If The Horse is Dead, Dismount
As I got older, my confusion gave way to frustration and then embarrassment over the inability of the church to communicate. I came to follow Christ, but many of my best experiences of the Word and of Christian community happened not within the usual worship and gathering rituals in the church, but outside of the church, such as with a small group of brothers in a Bible study on my college campus. It seemed to me that the church has the best story, but it is rarely told.
Deeply bothered, I decided to devote my life to helping the church be more creative and more effective in its ability to tell the story – through its technology, language, images and symbols, and so on.
In my 20s, some friends and I experimented with telling the gospel story visually, using new digital technology. That experience, at Ginghamsburg Church in Ohio, helped launch the era of screens in worship as well as my first two books, The Wired Church and Digital Storytellers. But it was never just about technology in worship for me.
In my 30s, I taught churches how to design and implement more creative worship, using metaphor, image, team dynamics, and so on.
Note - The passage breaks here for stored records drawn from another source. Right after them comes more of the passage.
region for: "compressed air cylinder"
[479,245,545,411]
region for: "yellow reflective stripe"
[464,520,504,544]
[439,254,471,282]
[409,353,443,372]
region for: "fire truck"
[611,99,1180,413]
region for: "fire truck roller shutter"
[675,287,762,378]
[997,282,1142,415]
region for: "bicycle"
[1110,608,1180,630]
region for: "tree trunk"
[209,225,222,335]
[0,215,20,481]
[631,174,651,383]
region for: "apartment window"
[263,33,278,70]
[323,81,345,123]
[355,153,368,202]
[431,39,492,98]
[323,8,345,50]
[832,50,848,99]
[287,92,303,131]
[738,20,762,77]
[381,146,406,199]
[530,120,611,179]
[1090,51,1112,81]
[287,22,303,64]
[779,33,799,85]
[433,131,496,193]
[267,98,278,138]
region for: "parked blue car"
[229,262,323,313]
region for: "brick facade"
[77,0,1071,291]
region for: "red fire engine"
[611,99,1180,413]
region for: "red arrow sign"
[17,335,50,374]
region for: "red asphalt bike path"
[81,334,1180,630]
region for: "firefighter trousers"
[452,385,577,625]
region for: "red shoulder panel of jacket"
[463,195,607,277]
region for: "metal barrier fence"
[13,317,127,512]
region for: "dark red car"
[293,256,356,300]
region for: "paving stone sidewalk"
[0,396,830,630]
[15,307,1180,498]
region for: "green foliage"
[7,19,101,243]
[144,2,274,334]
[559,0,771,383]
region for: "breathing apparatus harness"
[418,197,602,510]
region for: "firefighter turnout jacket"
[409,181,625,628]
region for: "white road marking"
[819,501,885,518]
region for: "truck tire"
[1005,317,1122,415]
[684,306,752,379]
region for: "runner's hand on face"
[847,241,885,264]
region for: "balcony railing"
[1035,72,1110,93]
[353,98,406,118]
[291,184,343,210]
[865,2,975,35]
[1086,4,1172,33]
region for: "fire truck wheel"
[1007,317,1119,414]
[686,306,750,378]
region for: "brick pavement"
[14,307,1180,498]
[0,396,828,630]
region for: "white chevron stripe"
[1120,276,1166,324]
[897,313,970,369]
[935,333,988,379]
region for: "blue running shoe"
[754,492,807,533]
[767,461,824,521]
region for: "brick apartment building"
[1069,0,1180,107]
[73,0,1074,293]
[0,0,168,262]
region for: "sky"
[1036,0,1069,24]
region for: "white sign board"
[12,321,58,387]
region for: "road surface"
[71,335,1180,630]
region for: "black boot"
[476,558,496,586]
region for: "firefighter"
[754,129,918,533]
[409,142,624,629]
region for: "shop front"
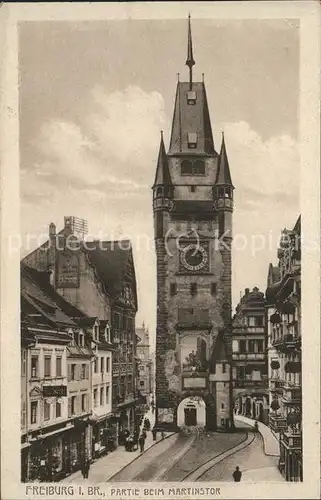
[28,435,64,482]
[91,416,117,459]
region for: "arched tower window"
[193,160,205,175]
[181,160,193,175]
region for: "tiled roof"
[153,134,172,187]
[86,240,136,297]
[174,200,215,215]
[168,82,217,156]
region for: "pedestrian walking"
[233,465,242,483]
[152,427,157,441]
[138,434,145,453]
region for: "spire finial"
[186,14,195,90]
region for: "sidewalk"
[234,415,280,457]
[61,410,173,483]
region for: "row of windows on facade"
[113,376,133,399]
[170,283,217,296]
[232,339,265,354]
[29,355,110,381]
[71,325,111,347]
[28,385,110,424]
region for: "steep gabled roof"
[86,240,137,305]
[168,82,217,156]
[153,132,172,187]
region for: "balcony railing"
[269,378,284,392]
[234,378,268,389]
[232,352,266,361]
[282,385,302,404]
[281,432,302,450]
[269,415,287,432]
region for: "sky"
[19,19,300,348]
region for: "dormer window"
[186,91,196,105]
[187,132,197,149]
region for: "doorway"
[184,408,197,426]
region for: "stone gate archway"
[177,396,206,427]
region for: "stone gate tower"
[153,14,234,430]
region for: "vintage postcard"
[0,1,320,500]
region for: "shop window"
[94,389,98,408]
[56,400,61,418]
[257,340,264,353]
[71,396,76,415]
[21,349,27,377]
[31,356,39,378]
[56,356,62,377]
[30,401,38,424]
[43,400,50,420]
[44,356,51,377]
[239,340,246,354]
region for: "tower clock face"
[181,244,208,271]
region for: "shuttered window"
[43,400,50,420]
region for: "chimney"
[47,222,57,287]
[64,216,73,238]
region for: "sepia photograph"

My work with Jason Moore through our company Midnight Oil Productions led to several more books and helped thousands of churches produce more creative experiences of God in worship. But it was never just about creative worship design for me.
Now, in my 40s, I am back in the local church, leading all of creativity and communications in one congreation’s life. I oversee digital, visual and print technology, worship’s visual components, and all church wide marketing and advertising. And while branding is large part of what I do, it’s not just about church marketing for me.
There’s a common foundation under each of these ventures – a need to find connection, or meaning. A need to overcome esoteric and off-putting language, symbols and experiences that prevent people from experiencing the life changing power of Christ. And it doesn’t matter if worship consists of guitar-led choruses instead of organ-led hymns, or offer seats and coffee instead of pews. People can be confused in any sort of setting.
I think a lot of our problem has to do with the fact that we lack new creative ideas and innovations.
There’s an old Texas saying that goes, “If the horse is dead, dismount.”
All organizations tend to ride dead horses, and need innovators to do the hard work of raising up new horses. I want to help the church innovate. However – and this is the problem – the church, I believe, is worse when it comes to riding dead horses. In addition to the natural human bias against new things, we make it worse because we ordain our old ideas holy. They’re just ideas for a time and space, but we make them sacred and unassailable, or at least allow this to happen without question.
All of those confusing phrases and images I heard as a kid were simply creative ideas from a previous era that we the church rode until they died.
What the church needs is to set about the business of making new ideas. New horses. And not just once more – but in perpetuity.
We need to create an environment where people are free to create, try new ideas out, and discover what resonates with people, both outside of and inside the walls.
What we need in the church is a culture of creativity and innovation.